The camera found a pudding of blood and brains on the pavement and lingered on it for nearly a minute. Then other cameramen saw the stain and they quickly trampled it under their jostling feet.
America was spared the gruesome sight. But nothing spared them the horror. Their imaginations filled in the Technicolor details.
HAROLD W SMITH WAS oblivious to the first bulletin. It was ironic. Harold W Smith should have known about the Presidential assassination as it was breaking. At the very least.
In the best of all possible scenarios, Harold Smith should have seen it coming and been able to intercept the assassin. That, among other responsibilities, was Harold W. Smith's duty, as director of CURE, the supersecret government agency he headed.
As the first reports were breaking, Harold W Smith, incongruously attired in a gray three-piece business suit, was in a concrete vault in one corner of the basement of Folcroft Sanitarium, the cover installation that masked CURE operations. Smith was completing repairs to the great bank of IDC mainframes that constituted the nerve center of CURE's information-gathering arm.

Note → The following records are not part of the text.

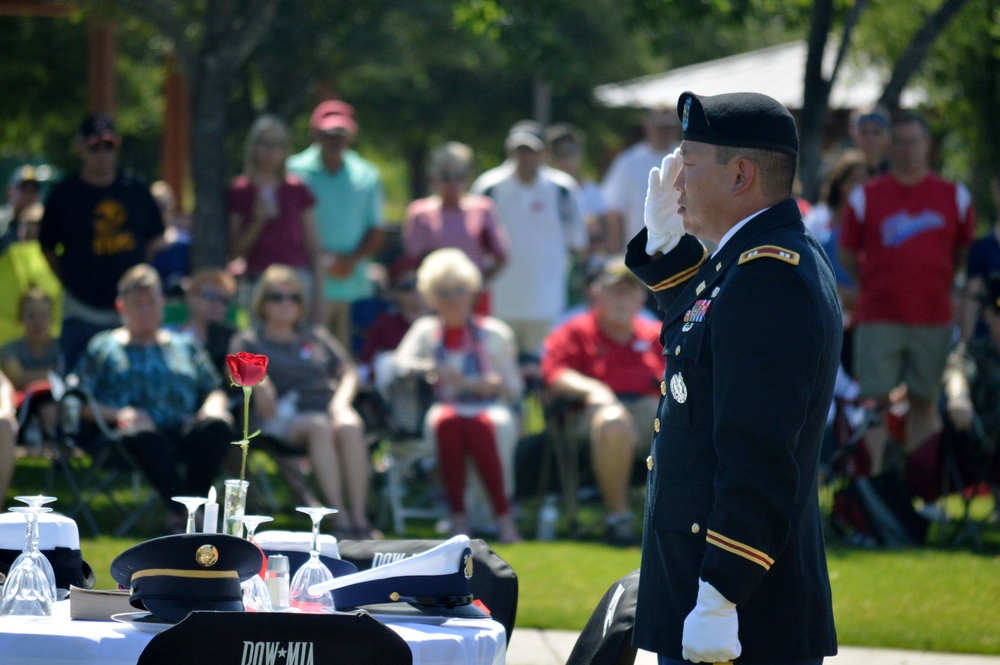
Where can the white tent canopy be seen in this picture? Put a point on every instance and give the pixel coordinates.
(777, 71)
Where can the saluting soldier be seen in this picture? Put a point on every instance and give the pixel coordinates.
(733, 562)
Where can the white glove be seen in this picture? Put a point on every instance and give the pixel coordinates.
(664, 227)
(711, 630)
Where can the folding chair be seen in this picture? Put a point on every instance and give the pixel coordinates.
(493, 581)
(409, 490)
(607, 637)
(109, 463)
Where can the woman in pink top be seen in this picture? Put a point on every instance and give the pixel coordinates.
(271, 213)
(453, 218)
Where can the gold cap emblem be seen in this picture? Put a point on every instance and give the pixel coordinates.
(206, 556)
(467, 564)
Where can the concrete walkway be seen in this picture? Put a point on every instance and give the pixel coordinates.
(552, 647)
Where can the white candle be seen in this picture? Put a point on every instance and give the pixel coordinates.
(211, 521)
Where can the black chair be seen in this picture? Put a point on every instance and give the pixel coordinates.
(355, 638)
(493, 582)
(607, 637)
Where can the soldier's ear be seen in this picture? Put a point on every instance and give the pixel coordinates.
(744, 174)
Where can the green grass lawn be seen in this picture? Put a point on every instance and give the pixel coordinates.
(935, 598)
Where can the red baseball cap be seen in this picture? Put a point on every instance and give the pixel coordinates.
(333, 115)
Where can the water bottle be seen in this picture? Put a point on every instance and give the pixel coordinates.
(69, 417)
(547, 518)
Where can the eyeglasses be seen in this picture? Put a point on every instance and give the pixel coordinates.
(282, 297)
(215, 297)
(454, 292)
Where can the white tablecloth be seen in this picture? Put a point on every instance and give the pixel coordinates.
(61, 641)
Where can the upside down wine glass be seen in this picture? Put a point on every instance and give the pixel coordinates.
(192, 503)
(313, 571)
(37, 501)
(30, 588)
(255, 595)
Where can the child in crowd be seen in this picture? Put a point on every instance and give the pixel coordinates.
(28, 360)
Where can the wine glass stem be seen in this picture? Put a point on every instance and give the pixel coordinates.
(314, 551)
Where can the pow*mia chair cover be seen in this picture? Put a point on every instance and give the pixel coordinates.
(493, 583)
(607, 637)
(222, 638)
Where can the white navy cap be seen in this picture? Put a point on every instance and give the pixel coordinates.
(58, 540)
(434, 582)
(296, 545)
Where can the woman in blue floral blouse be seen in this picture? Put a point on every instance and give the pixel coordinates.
(161, 391)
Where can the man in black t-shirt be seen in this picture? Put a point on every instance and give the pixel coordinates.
(98, 223)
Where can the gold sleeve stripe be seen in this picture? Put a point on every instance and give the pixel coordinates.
(739, 549)
(680, 277)
(180, 572)
(772, 251)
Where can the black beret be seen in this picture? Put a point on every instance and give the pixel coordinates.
(738, 119)
(173, 576)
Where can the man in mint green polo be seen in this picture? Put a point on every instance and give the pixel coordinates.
(348, 191)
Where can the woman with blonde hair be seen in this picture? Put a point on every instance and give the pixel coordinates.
(471, 361)
(308, 398)
(272, 213)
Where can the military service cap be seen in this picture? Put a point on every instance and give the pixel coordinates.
(434, 582)
(738, 119)
(173, 576)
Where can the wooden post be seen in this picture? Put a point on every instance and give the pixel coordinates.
(176, 131)
(102, 54)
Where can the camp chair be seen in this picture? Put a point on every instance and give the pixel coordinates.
(95, 463)
(607, 637)
(493, 582)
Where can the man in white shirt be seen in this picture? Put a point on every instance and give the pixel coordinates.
(539, 207)
(624, 184)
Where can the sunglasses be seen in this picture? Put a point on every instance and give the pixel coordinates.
(215, 297)
(408, 285)
(454, 292)
(101, 146)
(282, 297)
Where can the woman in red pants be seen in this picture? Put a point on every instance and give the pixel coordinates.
(472, 362)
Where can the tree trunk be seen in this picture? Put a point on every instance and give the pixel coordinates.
(815, 99)
(917, 50)
(209, 110)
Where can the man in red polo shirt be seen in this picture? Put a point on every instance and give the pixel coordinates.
(904, 237)
(610, 358)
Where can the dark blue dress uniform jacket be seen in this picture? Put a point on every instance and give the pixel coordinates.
(752, 340)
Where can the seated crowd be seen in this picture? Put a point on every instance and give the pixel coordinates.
(460, 305)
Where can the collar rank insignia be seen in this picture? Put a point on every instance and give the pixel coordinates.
(770, 251)
(698, 311)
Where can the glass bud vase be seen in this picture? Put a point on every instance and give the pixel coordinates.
(234, 506)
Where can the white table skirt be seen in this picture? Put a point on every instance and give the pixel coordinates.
(61, 641)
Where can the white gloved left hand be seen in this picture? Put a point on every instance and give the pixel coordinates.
(711, 629)
(664, 226)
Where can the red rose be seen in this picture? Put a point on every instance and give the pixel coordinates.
(247, 369)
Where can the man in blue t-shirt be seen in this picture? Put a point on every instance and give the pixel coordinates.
(98, 223)
(348, 191)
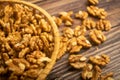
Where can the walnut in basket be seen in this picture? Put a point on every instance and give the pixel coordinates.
(89, 23)
(97, 12)
(26, 41)
(81, 15)
(66, 17)
(103, 25)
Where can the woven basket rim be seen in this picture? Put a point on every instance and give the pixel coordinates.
(49, 66)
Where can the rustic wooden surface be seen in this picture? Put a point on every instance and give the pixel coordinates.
(62, 70)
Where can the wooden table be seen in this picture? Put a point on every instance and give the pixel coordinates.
(62, 70)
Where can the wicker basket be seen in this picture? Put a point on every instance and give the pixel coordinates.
(49, 66)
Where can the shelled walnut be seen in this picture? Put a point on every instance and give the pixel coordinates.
(26, 42)
(68, 32)
(96, 72)
(72, 42)
(66, 17)
(79, 30)
(89, 23)
(97, 12)
(94, 2)
(103, 25)
(63, 46)
(57, 20)
(82, 40)
(87, 72)
(77, 61)
(101, 60)
(81, 15)
(108, 76)
(97, 36)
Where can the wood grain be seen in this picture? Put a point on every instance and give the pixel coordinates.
(62, 70)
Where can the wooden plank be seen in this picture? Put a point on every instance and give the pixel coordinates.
(62, 70)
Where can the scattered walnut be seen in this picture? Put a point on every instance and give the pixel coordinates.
(68, 32)
(75, 49)
(79, 30)
(107, 76)
(66, 17)
(103, 25)
(57, 20)
(81, 40)
(97, 36)
(77, 61)
(94, 2)
(62, 49)
(26, 42)
(81, 15)
(72, 42)
(101, 60)
(45, 26)
(98, 12)
(89, 23)
(96, 72)
(87, 72)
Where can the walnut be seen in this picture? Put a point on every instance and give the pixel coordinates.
(75, 49)
(14, 67)
(87, 72)
(68, 32)
(101, 60)
(97, 36)
(107, 76)
(5, 56)
(66, 17)
(89, 23)
(23, 52)
(62, 49)
(79, 30)
(81, 15)
(96, 72)
(103, 25)
(97, 12)
(82, 40)
(33, 73)
(77, 61)
(72, 42)
(45, 26)
(26, 41)
(94, 2)
(57, 20)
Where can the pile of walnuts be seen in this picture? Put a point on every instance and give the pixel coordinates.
(26, 42)
(82, 36)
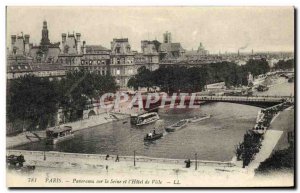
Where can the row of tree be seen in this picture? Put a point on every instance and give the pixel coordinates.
(32, 102)
(285, 65)
(250, 146)
(193, 79)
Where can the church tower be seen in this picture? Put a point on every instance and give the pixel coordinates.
(45, 39)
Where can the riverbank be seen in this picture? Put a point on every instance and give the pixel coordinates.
(30, 137)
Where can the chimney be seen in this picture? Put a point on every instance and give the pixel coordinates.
(78, 35)
(27, 38)
(13, 39)
(26, 44)
(63, 37)
(84, 47)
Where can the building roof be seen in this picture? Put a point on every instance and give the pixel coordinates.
(170, 47)
(26, 67)
(95, 48)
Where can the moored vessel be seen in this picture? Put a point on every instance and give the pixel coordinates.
(199, 118)
(58, 134)
(179, 125)
(144, 119)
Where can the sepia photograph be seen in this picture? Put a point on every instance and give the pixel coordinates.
(150, 96)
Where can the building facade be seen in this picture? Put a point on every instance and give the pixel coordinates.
(122, 63)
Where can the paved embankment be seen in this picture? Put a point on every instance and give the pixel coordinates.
(29, 137)
(92, 170)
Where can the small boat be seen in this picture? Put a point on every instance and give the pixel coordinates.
(58, 134)
(153, 137)
(144, 119)
(179, 125)
(199, 118)
(262, 88)
(259, 129)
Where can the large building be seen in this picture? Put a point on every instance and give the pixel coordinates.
(75, 56)
(122, 65)
(149, 56)
(169, 50)
(46, 52)
(50, 71)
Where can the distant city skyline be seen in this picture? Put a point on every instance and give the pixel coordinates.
(218, 28)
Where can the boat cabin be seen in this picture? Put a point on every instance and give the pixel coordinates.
(57, 132)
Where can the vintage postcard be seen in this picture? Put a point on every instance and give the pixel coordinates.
(150, 96)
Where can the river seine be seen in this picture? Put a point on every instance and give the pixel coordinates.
(212, 139)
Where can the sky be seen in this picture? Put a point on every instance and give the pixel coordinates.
(218, 28)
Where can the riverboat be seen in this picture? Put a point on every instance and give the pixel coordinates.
(58, 134)
(153, 137)
(260, 116)
(259, 129)
(179, 125)
(144, 119)
(199, 118)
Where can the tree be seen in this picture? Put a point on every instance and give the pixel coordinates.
(33, 100)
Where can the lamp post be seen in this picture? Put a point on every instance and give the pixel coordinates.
(195, 161)
(134, 157)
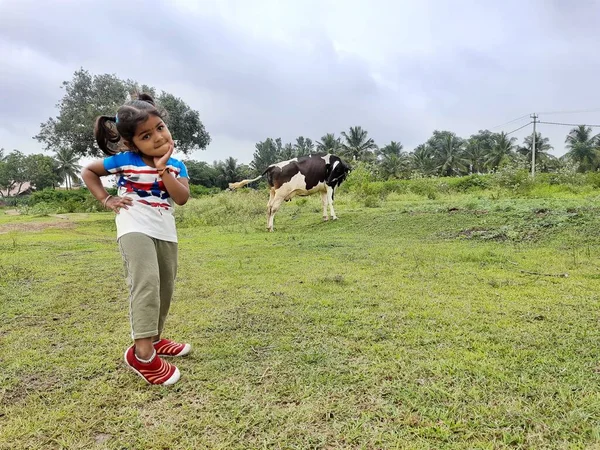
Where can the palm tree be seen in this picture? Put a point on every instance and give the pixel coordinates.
(329, 143)
(393, 161)
(358, 145)
(542, 147)
(68, 168)
(422, 160)
(475, 155)
(583, 147)
(303, 146)
(502, 148)
(448, 150)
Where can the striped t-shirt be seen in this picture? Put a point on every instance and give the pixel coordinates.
(152, 209)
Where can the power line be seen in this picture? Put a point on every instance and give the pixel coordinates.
(569, 124)
(520, 128)
(507, 123)
(572, 112)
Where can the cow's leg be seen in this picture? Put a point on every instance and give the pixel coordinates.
(275, 204)
(330, 200)
(271, 197)
(324, 202)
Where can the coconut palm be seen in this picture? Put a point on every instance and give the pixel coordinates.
(68, 167)
(329, 144)
(358, 146)
(448, 149)
(503, 148)
(542, 147)
(422, 160)
(393, 162)
(583, 147)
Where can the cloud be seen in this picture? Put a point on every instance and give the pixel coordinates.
(283, 69)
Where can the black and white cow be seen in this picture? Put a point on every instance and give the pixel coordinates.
(302, 176)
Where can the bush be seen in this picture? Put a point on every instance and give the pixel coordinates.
(470, 183)
(197, 190)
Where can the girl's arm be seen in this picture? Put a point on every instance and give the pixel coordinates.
(178, 188)
(91, 177)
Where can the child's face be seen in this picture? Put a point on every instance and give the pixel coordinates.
(152, 137)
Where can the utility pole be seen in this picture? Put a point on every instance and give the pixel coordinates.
(534, 117)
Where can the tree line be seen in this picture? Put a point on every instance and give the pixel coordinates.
(70, 136)
(443, 154)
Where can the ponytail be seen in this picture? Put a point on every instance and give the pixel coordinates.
(106, 134)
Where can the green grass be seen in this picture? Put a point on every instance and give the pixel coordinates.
(408, 323)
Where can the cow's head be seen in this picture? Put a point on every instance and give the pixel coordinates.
(339, 171)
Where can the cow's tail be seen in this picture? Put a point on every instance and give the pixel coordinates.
(239, 184)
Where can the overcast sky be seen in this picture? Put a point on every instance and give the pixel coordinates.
(267, 68)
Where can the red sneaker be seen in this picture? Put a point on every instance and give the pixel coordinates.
(156, 371)
(166, 347)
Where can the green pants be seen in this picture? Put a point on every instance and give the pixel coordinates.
(150, 268)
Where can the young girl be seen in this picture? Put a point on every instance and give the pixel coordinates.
(149, 182)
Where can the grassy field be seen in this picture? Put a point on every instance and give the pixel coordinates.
(455, 322)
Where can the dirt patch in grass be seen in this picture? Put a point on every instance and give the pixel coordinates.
(27, 385)
(35, 226)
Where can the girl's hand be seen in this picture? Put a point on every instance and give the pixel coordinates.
(116, 203)
(160, 162)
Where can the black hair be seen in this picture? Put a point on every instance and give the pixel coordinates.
(110, 131)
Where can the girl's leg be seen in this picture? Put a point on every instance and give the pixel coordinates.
(143, 279)
(167, 265)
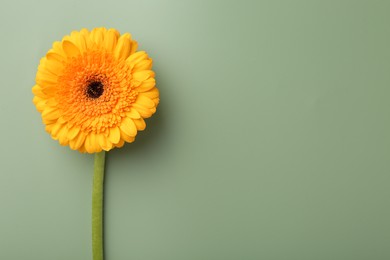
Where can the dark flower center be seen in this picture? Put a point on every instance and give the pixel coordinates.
(95, 89)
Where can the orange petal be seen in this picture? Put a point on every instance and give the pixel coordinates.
(128, 127)
(140, 123)
(123, 48)
(114, 135)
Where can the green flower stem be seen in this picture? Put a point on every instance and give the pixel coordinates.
(97, 206)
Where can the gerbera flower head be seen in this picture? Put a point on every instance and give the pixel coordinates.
(94, 90)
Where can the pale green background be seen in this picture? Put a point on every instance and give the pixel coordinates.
(271, 140)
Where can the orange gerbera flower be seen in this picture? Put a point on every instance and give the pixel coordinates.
(94, 90)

CURE had been without its full Intelligence-gathering capability for three months now, ever since the awful morning when a combined IRS-DEA raid on Folcroft had forced Smith to erase the thirty years of data he had painstakingly compiled. And as the lasers were burning the deepest secrets of a fractious nation out of existence, Smith had taken the poison pill that would have erased him, too.